- Designing a successful smart building product requires striking the right balance: The design must have the longevity it needs to justify a product development investment but not last so long that it is no longer cost effective to maintain.
- Designing a device for service longevity means future proofing the device with extra processing and sensor capabilities while creating a secure design that gives it no more power, memory, or storage capacity than it needs to get its job done.
“When it comes to choosing processors, there are benefits to taking the road most traveled.”
For David Barker, director of Product Management and Saas Security at PTC, one of the greatest challenges in designing a smart building product is striking the right balance: The design must have the longevity it needs to justify a product development investment but not last so long that it is no longer cost-effective to maintain. This balance involves many tradeoffs in decisions related to component selection, sensor selection, and even approaches to device security.
For example, when selecting a processor for their device, designers must choose one capable of supporting the data and processing loads required of that device. But there are other things to consider. If a silicon manufacturer rolls out a new microprocessor that has all the desired functionality plus some exciting new innovations, there’s a risk in being an early adopter of that innovative technology. If the device is going into a building that requires a long life cycle, taking that risk may not be the right decision. “You have to ask yourself what it would cost you to deploy a thousand of those things, and then have to go replace them all,” says Barker.

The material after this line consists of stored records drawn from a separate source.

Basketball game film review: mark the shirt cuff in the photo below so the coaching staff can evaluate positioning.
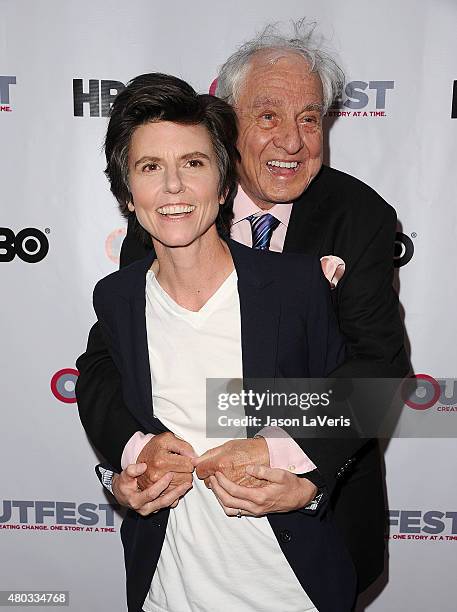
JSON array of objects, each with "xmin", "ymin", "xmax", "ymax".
[
  {"xmin": 121, "ymin": 431, "xmax": 154, "ymax": 470},
  {"xmin": 257, "ymin": 427, "xmax": 317, "ymax": 474}
]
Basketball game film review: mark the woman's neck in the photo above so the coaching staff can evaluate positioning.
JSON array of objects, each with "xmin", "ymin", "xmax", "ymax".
[{"xmin": 152, "ymin": 228, "xmax": 234, "ymax": 311}]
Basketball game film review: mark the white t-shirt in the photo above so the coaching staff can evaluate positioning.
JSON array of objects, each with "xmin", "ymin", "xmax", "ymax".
[{"xmin": 143, "ymin": 271, "xmax": 317, "ymax": 612}]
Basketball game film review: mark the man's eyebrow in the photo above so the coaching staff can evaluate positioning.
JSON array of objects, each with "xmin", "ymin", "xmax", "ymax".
[
  {"xmin": 303, "ymin": 102, "xmax": 324, "ymax": 113},
  {"xmin": 252, "ymin": 97, "xmax": 281, "ymax": 108},
  {"xmin": 252, "ymin": 97, "xmax": 324, "ymax": 113}
]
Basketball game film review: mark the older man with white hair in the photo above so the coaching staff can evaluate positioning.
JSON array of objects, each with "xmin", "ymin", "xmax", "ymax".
[{"xmin": 77, "ymin": 21, "xmax": 408, "ymax": 612}]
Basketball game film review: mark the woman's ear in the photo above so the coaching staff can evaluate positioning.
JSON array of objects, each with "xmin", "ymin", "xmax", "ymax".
[{"xmin": 219, "ymin": 189, "xmax": 228, "ymax": 206}]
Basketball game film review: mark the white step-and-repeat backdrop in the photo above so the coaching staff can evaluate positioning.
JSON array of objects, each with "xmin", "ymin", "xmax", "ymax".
[{"xmin": 0, "ymin": 0, "xmax": 457, "ymax": 612}]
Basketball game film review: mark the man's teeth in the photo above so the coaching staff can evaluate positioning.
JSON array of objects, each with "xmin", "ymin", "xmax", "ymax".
[
  {"xmin": 267, "ymin": 160, "xmax": 298, "ymax": 168},
  {"xmin": 157, "ymin": 204, "xmax": 195, "ymax": 215}
]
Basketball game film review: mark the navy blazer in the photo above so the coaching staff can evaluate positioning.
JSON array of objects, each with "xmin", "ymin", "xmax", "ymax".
[{"xmin": 94, "ymin": 240, "xmax": 356, "ymax": 612}]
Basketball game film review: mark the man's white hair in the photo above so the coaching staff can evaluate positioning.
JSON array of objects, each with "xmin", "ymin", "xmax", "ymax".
[{"xmin": 216, "ymin": 18, "xmax": 344, "ymax": 114}]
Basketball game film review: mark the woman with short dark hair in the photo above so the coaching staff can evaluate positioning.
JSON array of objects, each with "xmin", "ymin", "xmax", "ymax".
[{"xmin": 85, "ymin": 74, "xmax": 354, "ymax": 612}]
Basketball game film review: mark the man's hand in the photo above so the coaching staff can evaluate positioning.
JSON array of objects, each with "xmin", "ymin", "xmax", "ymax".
[
  {"xmin": 209, "ymin": 465, "xmax": 317, "ymax": 516},
  {"xmin": 137, "ymin": 432, "xmax": 197, "ymax": 490},
  {"xmin": 194, "ymin": 438, "xmax": 270, "ymax": 487},
  {"xmin": 112, "ymin": 463, "xmax": 192, "ymax": 516}
]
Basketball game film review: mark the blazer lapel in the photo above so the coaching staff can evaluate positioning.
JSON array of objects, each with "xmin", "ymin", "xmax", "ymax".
[
  {"xmin": 227, "ymin": 240, "xmax": 280, "ymax": 378},
  {"xmin": 119, "ymin": 253, "xmax": 166, "ymax": 431},
  {"xmin": 283, "ymin": 166, "xmax": 328, "ymax": 255}
]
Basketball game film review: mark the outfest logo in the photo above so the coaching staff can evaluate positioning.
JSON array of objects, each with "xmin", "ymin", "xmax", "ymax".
[
  {"xmin": 0, "ymin": 76, "xmax": 16, "ymax": 113},
  {"xmin": 402, "ymin": 374, "xmax": 457, "ymax": 413},
  {"xmin": 389, "ymin": 510, "xmax": 457, "ymax": 542},
  {"xmin": 327, "ymin": 81, "xmax": 395, "ymax": 118},
  {"xmin": 51, "ymin": 368, "xmax": 79, "ymax": 404},
  {"xmin": 0, "ymin": 499, "xmax": 118, "ymax": 533}
]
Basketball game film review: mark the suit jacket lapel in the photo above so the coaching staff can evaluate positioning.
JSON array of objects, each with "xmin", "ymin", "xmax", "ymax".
[
  {"xmin": 227, "ymin": 240, "xmax": 280, "ymax": 378},
  {"xmin": 118, "ymin": 253, "xmax": 164, "ymax": 430},
  {"xmin": 283, "ymin": 166, "xmax": 328, "ymax": 255}
]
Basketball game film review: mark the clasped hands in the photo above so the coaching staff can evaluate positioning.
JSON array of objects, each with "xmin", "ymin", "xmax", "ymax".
[{"xmin": 112, "ymin": 432, "xmax": 317, "ymax": 516}]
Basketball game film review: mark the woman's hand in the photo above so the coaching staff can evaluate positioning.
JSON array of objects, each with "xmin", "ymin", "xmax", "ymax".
[
  {"xmin": 209, "ymin": 465, "xmax": 317, "ymax": 516},
  {"xmin": 112, "ymin": 463, "xmax": 192, "ymax": 516}
]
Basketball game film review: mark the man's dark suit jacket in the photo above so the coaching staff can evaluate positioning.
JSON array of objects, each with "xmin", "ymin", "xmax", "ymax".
[
  {"xmin": 77, "ymin": 166, "xmax": 409, "ymax": 591},
  {"xmin": 88, "ymin": 240, "xmax": 356, "ymax": 612}
]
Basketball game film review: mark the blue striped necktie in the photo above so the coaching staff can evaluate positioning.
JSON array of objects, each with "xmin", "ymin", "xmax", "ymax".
[{"xmin": 246, "ymin": 213, "xmax": 280, "ymax": 250}]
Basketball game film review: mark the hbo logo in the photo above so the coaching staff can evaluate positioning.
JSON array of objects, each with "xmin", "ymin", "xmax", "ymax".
[{"xmin": 0, "ymin": 227, "xmax": 49, "ymax": 263}]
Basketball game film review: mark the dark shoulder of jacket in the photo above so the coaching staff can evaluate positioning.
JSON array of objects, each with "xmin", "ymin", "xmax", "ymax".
[
  {"xmin": 319, "ymin": 166, "xmax": 397, "ymax": 220},
  {"xmin": 275, "ymin": 253, "xmax": 322, "ymax": 296},
  {"xmin": 93, "ymin": 254, "xmax": 151, "ymax": 307}
]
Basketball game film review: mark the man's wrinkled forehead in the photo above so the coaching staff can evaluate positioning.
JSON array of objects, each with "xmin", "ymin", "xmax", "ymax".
[{"xmin": 236, "ymin": 50, "xmax": 323, "ymax": 111}]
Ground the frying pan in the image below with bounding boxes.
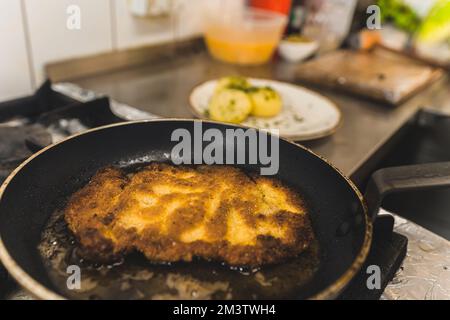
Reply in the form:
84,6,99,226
0,119,450,299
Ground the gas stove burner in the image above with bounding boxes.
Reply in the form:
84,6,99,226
0,121,52,164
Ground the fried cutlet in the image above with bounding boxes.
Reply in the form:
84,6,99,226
65,163,313,266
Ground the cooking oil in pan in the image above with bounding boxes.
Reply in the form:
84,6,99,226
39,211,319,299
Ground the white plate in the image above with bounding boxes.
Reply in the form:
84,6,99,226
189,78,341,141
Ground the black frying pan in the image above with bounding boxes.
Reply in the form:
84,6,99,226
0,120,450,299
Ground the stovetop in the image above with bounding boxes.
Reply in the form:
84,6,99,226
0,82,450,299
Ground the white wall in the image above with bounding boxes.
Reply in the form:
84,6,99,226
0,0,208,101
0,0,32,100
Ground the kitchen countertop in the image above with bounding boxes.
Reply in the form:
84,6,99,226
72,52,450,182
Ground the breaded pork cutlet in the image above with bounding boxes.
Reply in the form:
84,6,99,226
65,163,313,266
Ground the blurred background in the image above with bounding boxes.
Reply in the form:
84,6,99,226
0,0,450,100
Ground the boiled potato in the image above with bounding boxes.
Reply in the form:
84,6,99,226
215,76,250,93
209,89,252,123
248,87,283,117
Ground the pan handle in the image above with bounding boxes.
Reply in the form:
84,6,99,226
364,162,450,219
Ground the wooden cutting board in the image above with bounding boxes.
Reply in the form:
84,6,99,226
296,49,444,105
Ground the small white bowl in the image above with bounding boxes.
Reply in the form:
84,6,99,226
278,40,319,62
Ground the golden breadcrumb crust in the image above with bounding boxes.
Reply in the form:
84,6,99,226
65,163,313,266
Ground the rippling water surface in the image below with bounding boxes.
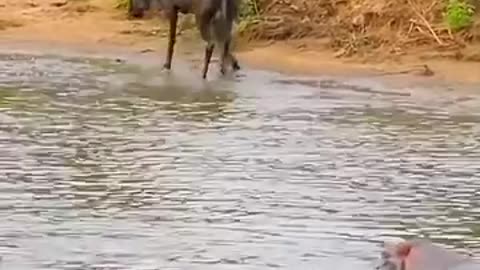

“When it comes to choosing processors, there are benefits to taking the road most traveled,” Barker says. “You’re going to get the best overall support. You’ve got a mature component. A mainstream processor will have a whole ecosystem built around it. You can get to market faster by using open source code and modules that others have built because you won’t have to build everything from scratch.” The tradeoff is that you may not be able to take advantage of the most cutting-edge technologies present in innovative new components, such as lower power consumption or more horsepower in the device, for less money. Barker notes, “For a manufacturer, it means having something that’s proven and stable versus something that’s perhaps edgier and cooler.”